I see Point Loma as an interesting amalgamation of rich people looking to raise their children in a small neighborhood with other rich children, the boating industry, including the prestigious America’s Cup fleet boatyard and training facility and the various workers, mostly Portuguese, working on the fishing boats and in the boatyards. There’s a subdivision of the lower class here, the boaters, who worked the odd job, took advantage of the cheap moorings and got drunk. My father belonged to this last category.

He had brought our small family of three to the commercial basin because mooring rent was only thirty-five dollars a month and there was a free hose on the dock. Soon the free hose would be removed because of the rise of property value making the small potatoes residents of the moorings an eye soar to developers eager to pull the welcome mat from under their feet. There were other hoses in the area where boaters could, for a fee, fill up their jerry cans, but my father took this as one more sign of hostility from a cruel world that had never wanted him. His full-blooded Finnish complexion turned slightly redder than usual since his petition to keep the hose had been ignored by the port authority.

But I didn’t care about that, when I was a kid the best thing about being a boater was my swing. Converted from a Bosons’ chair the swing hung from the spreaders at least thirty feet high and possessed a full range of motion. Grasping the rope, I jumped up and glided my legs through the seat holes. With a strong kick back I was air born and the boat began swinging imperceptibly back and forth like a pendulum. Gaining momentum I was soon yards over the water, laughing in the face of the Fiddler’s Green restaurant glaring down at me from its expensive perch overlooking the bay, unintentionally glimpsing my home.

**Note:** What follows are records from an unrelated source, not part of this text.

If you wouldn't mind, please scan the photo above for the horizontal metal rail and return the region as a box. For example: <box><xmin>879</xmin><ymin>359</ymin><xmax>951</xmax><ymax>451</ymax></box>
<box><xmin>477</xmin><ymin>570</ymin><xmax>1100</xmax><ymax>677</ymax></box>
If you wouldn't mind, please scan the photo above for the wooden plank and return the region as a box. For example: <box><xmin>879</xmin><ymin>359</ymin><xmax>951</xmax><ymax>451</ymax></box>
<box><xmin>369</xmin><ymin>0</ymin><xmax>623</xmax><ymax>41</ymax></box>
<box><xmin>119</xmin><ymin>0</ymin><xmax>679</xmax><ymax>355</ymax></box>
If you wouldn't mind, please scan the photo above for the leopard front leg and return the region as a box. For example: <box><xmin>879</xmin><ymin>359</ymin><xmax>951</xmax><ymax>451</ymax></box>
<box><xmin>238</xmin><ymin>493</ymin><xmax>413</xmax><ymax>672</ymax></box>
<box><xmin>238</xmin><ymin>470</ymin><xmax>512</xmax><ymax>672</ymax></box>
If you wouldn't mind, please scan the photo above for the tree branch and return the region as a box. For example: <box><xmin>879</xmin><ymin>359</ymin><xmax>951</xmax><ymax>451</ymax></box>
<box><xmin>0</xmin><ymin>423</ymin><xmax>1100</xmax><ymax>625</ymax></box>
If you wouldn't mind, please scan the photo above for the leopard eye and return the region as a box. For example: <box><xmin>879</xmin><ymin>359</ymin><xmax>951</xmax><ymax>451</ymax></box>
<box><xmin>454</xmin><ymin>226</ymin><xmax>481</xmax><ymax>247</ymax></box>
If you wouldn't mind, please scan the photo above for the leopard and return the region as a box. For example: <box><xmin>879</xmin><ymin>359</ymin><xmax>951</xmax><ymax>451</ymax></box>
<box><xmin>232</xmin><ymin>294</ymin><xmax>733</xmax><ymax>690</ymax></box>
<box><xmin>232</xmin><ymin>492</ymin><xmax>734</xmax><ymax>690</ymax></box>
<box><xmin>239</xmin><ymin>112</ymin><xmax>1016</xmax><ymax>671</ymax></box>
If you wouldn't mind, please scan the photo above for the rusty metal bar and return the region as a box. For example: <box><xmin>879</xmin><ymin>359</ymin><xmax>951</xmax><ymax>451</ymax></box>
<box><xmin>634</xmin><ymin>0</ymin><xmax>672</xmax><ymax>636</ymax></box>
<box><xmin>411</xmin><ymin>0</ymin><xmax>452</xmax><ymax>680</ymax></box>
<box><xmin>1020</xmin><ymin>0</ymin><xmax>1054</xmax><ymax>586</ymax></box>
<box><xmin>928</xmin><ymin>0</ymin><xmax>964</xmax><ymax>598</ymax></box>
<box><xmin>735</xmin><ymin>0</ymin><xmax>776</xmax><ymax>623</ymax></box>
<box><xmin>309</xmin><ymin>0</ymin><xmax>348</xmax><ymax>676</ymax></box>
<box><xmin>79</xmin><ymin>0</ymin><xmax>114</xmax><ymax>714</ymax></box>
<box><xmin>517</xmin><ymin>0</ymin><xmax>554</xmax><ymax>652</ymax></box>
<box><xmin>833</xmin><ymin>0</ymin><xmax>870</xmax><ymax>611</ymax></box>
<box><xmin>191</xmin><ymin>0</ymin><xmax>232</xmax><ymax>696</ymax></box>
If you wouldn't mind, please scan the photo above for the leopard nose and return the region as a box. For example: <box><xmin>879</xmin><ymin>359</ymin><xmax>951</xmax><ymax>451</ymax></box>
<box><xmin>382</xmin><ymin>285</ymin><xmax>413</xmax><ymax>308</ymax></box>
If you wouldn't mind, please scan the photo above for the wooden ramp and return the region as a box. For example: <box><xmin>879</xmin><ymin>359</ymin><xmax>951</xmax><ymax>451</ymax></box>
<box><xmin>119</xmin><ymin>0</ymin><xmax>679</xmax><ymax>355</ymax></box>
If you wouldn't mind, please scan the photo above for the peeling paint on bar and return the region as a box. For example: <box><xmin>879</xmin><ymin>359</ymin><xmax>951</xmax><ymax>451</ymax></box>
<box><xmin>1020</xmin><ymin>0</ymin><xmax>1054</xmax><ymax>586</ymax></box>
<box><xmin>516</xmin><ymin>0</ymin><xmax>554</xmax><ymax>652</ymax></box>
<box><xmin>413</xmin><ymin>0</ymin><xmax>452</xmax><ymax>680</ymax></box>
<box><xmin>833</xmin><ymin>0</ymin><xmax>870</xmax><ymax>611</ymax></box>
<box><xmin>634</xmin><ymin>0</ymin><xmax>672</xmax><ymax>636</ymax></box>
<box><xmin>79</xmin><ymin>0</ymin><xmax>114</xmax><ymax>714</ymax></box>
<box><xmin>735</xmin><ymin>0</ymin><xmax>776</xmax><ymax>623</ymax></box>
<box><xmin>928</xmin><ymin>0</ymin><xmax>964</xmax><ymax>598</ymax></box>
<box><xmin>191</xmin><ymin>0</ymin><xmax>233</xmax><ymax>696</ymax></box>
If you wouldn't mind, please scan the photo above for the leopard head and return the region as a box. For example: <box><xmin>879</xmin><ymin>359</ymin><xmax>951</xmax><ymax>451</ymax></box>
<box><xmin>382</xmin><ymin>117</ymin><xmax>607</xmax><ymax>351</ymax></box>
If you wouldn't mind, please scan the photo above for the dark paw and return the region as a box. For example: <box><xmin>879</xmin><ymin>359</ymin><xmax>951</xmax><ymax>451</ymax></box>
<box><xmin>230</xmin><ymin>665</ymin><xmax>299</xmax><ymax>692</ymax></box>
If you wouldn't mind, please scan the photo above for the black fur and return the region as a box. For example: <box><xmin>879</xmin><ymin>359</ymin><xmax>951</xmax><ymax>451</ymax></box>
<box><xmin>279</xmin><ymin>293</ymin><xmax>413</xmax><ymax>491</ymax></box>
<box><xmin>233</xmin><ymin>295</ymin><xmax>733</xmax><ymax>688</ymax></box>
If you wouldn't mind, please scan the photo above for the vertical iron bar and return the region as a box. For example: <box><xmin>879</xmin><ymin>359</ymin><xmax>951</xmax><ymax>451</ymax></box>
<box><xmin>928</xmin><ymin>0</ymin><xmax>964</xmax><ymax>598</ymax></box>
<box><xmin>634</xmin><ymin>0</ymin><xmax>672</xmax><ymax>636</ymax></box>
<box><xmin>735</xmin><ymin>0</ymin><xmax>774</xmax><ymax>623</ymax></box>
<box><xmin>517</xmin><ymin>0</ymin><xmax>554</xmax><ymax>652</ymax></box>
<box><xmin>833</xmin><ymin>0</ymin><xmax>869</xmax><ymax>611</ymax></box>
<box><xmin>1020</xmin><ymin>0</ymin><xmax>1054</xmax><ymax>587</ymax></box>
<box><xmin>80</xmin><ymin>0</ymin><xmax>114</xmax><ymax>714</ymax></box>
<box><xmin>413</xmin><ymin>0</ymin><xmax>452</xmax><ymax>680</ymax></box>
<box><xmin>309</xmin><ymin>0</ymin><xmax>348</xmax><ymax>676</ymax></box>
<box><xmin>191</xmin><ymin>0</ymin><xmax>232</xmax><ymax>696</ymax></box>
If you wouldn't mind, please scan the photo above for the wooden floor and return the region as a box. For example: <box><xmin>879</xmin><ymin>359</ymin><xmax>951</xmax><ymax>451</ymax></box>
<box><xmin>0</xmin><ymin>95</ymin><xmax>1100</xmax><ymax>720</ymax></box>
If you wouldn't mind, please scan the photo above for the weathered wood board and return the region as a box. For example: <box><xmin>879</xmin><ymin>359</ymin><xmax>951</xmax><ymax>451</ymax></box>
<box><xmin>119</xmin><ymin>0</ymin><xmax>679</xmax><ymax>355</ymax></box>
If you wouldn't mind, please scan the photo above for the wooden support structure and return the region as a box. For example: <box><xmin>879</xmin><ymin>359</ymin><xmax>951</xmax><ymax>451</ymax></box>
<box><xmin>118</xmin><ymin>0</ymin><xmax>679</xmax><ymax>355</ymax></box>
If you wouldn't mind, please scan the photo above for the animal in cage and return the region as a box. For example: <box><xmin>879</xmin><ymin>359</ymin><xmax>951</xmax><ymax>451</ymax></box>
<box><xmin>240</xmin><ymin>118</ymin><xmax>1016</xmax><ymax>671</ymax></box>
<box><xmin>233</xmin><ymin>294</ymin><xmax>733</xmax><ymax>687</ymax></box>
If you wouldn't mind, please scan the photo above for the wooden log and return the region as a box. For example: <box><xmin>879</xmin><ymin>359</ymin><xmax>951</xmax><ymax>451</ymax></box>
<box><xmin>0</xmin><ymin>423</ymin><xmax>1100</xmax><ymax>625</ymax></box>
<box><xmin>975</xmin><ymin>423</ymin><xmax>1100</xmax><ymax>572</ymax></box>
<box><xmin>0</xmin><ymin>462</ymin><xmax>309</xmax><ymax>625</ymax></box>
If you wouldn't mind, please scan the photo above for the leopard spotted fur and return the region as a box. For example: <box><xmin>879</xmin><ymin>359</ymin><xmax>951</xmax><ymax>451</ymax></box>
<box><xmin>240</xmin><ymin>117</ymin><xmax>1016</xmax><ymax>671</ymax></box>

I don’t live on a boat anymore, but once a boater always a boater. Cruising back through old Shelter Island I can’t help but notice that the port has given itself a face lift. Its like running into someone you haven’t seen in awhile and being a little freaked out by their frozen foreheads and fish lips. I missed Crazy Larry and his hearty welcome from under the hose where he took showers for at least fifteen years. Reminiscing all the way to the very end of Shelter Island I consider the bell given to us by Japan as a token of friendship. It reminds me of the wealthy ladies and their pulled back faces and their old lady hands. The first time the City tried to ring it it cracked right through. It stands in a pagoda surrounded by water, inaccessible because they removed a few of the cement steps, like a monument to the cracked unreachable hand the Island offered to its least affluent members.